En règle générale, quand il est question d’héritage, c’est habituellement des avantages sur lesquels les bénéficiaires peuvent s’appuyer pour réaliser leurs objectifs. Toutefois, et ça concerne plusieurs secteurs, en Algérie, la situation est bien différente.
Le cas de l’Ansej, qui a changé, il y a quelques mois, de dénomination pour devenir l’Agence nationale d’appui au développement de l’entreprenariat (Anade), peut refléter les tares d’un système dont l’objectif a été, avant tout, d’essayer de gagner au maximum la paix sociale et cela au détriment de l’intérêt du pays. Près de 25 ans après son lancement, les résultats sont édifiants. Création de 400 000 projets et 334 milliards de dinars déboursés, pour se retrouver, au final, avec un taux de réussite ne dépassant pas les 30% !

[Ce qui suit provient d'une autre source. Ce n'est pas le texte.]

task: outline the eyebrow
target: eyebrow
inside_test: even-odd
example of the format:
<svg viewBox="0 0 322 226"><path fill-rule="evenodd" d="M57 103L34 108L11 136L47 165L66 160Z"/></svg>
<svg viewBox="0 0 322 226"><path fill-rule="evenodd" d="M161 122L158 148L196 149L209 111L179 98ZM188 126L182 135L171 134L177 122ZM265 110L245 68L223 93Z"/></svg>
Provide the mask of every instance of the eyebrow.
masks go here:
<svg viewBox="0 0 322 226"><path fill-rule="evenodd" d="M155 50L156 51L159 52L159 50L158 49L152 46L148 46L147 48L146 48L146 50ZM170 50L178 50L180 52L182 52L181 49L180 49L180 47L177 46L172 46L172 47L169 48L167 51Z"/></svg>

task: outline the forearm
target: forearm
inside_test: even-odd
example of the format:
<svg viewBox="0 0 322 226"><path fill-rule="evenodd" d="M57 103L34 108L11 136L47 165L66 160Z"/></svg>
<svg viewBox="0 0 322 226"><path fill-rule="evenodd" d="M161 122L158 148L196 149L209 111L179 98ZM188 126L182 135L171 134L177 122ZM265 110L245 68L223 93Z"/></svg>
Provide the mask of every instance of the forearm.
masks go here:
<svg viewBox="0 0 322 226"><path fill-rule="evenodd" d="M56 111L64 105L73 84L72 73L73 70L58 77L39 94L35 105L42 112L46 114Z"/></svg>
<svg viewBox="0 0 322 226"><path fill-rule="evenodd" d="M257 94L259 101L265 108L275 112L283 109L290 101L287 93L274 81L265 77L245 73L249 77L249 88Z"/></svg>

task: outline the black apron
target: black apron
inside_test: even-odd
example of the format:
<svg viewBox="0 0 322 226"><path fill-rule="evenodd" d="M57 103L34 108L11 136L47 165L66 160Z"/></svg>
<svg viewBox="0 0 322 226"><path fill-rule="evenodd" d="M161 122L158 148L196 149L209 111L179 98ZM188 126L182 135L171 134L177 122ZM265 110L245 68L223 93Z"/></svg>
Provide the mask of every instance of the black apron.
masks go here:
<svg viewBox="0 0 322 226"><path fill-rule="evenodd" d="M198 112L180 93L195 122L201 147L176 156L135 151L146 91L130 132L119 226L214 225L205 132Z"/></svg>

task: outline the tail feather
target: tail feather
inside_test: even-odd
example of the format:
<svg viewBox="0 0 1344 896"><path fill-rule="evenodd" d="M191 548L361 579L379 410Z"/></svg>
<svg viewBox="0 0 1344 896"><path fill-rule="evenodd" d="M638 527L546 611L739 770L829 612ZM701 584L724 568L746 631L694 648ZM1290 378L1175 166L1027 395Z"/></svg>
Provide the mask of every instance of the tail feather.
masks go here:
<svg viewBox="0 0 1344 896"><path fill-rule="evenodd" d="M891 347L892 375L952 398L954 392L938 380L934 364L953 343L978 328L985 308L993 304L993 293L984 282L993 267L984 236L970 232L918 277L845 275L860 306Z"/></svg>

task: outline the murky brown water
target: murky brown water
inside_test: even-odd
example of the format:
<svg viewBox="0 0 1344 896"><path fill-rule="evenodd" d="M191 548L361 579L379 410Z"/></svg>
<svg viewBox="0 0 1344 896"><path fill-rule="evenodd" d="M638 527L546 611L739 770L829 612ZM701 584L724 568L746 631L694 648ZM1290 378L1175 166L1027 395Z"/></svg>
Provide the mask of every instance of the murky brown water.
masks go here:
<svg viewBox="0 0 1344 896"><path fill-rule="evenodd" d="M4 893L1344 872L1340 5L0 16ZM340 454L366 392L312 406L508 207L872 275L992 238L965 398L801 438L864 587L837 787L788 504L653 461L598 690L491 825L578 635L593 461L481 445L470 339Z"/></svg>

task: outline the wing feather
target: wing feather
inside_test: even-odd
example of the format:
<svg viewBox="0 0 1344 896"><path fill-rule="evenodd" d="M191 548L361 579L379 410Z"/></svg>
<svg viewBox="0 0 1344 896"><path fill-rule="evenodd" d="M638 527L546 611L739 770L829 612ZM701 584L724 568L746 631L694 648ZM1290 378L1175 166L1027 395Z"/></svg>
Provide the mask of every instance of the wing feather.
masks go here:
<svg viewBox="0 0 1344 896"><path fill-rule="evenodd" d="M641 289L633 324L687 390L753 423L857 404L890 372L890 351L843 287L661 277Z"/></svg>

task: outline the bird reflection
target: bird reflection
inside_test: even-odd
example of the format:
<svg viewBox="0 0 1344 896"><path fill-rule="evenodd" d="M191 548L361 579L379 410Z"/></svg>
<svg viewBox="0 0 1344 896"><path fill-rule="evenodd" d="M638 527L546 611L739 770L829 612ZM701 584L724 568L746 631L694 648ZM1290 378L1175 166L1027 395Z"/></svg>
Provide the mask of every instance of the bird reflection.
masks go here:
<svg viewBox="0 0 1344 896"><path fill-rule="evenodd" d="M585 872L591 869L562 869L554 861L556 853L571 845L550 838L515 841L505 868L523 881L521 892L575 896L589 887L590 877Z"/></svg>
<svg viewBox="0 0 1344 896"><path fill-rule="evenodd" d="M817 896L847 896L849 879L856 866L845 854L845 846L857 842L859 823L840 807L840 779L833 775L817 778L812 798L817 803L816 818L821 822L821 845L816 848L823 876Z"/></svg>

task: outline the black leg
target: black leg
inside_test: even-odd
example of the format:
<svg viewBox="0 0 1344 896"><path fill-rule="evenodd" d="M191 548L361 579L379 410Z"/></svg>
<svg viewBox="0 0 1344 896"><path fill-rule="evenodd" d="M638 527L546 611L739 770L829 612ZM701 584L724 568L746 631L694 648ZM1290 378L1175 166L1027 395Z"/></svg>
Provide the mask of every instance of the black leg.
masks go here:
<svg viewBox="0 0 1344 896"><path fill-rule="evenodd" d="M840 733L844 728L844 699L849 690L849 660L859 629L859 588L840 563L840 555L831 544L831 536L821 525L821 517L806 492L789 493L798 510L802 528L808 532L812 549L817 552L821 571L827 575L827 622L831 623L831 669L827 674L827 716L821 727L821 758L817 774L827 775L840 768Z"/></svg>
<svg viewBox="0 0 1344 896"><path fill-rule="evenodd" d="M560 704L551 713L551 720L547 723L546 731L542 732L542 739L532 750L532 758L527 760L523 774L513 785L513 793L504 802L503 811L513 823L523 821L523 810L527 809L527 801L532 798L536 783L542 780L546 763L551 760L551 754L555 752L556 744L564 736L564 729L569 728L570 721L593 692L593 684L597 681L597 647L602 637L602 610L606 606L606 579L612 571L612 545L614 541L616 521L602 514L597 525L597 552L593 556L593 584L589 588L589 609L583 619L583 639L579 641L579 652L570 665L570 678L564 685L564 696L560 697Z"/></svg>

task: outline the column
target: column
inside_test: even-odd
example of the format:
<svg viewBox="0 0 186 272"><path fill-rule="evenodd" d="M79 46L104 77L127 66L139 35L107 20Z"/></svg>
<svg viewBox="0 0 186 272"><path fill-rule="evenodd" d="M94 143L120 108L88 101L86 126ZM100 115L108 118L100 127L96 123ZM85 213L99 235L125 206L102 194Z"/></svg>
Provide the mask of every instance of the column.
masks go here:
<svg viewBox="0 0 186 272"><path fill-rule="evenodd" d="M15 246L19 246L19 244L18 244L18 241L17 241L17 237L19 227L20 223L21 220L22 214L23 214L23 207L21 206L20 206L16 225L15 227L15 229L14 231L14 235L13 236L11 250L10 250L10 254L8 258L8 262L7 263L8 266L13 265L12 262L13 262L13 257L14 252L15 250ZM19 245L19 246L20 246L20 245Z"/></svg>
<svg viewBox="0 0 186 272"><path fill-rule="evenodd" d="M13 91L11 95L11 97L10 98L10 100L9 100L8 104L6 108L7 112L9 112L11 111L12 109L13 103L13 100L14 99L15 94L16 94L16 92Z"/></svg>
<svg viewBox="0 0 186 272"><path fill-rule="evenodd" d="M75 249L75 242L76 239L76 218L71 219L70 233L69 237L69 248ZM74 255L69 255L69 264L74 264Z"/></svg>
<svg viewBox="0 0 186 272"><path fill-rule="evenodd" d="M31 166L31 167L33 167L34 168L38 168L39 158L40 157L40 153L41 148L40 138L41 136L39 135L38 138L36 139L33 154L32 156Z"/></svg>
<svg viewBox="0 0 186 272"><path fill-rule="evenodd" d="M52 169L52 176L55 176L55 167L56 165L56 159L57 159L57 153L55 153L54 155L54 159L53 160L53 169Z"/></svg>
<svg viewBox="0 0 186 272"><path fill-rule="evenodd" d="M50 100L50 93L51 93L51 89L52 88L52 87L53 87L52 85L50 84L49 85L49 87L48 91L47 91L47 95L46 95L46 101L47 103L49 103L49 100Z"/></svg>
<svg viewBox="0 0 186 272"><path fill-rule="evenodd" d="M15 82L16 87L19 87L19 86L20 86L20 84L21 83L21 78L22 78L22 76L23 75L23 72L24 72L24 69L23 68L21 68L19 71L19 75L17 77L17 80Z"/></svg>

Il est vrai que le constat n’est pas nouveau, et la presse – en l’absence d’une classe politique s’intéressant aux problèmes cruciaux du pays touchant tous les citoyens – a souvent abordé cet état des lieux, mais les conséquences persistent encore. Les données dévoilées récemment par Nassim Diafat, ministre délégué auprès du Premier ministre chargé des Micro-entreprises, viennent remuer le couteau dans la plaie, déjà bien béante.
En une semaine, et sur les 500 dossiers d’entreprises défaillantes ayant bénéficié des avantages du dispositif de l’ex-Ansej, et qui ont demandé l’effacement de leurs dettes, la moitié ont obtenu un OK. 250 acceptations pour seulement 6 rejets. Les 230 autres dossiers ont été par contre différés. De bien tristes chiffres. Ils viennent également montrer que l’Anade, créée il y a plus de trois mois, a perdu, et perdra, beaucoup de temps à colmater les brèches du dispositif précédent. L’héritage est lourd et contraignant. Il va falloir encore du temps et des efforts pour essayer de fermer ces dossiers-boulets, ce qui équivaudra également à reporter les projets pour lesquels l’Agence a été créée. En attendant de concrétiser les espoirs mis sur l’entrepreneuriat, la défaillance reste encore maître des lieux.
Il y a néanmoins un espoir sur lequel il est possible de s’accrocher, celui de retenir les leçons de tous ces ratages. L’assistanat ne sied jamais à une bonne gouvernance. Par contre, la responsabilisation, si.